Saturday, March 26, 2011

One Question to the Wisest

Sometimes when I am in a crowd I think that IF I were some well known figure, say, Ernest Hemingway in the 1950s or any famous person, then people would make some effort to speak to me even if they do not like me simply to have some contact with fame. Then I thought to myself "SUPPOSE someone were renowned as the most wise or most educated, then what might people ask them."  

Hypothetical scenario: I have been chosen to meet the world's wisest person and ask them any one question. The media is gathered to record the historic event: I ask "Whom do you most admire and why?" - What can you see as the most obvious fallacy in this scenario besides the obvious improbability?

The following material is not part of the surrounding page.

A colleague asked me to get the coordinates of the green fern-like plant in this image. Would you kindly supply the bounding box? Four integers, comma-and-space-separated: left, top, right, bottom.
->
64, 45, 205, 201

I should have sad not "one question" but "one sentence" ... you are allowed to say one sentence so then the sentence would be "Whom do you most admire and why?"  Of course the New Testament describes a "wiser than a Solomon" and we see that many are apathetic and even among those who are healed (the ten lepers) only ONE returns to say something.  The real problem with the scenario is the assumption that anything may be arranged in some linear scale of importance. Our society is conditioned to think in terms of TOP TEN or TOP 100.  For example Tesla and Godel were brilliant in their respective fields but had no wisdom with respect to money/finance so both died in poverty.  Stephen gives a good answer which reminds me how Sartre refused the Nobel prize saying that if he were to acknowledge such an organization as the Nobel committee then he could not in good conscience be a philosophy (at least that is the account that I heard.)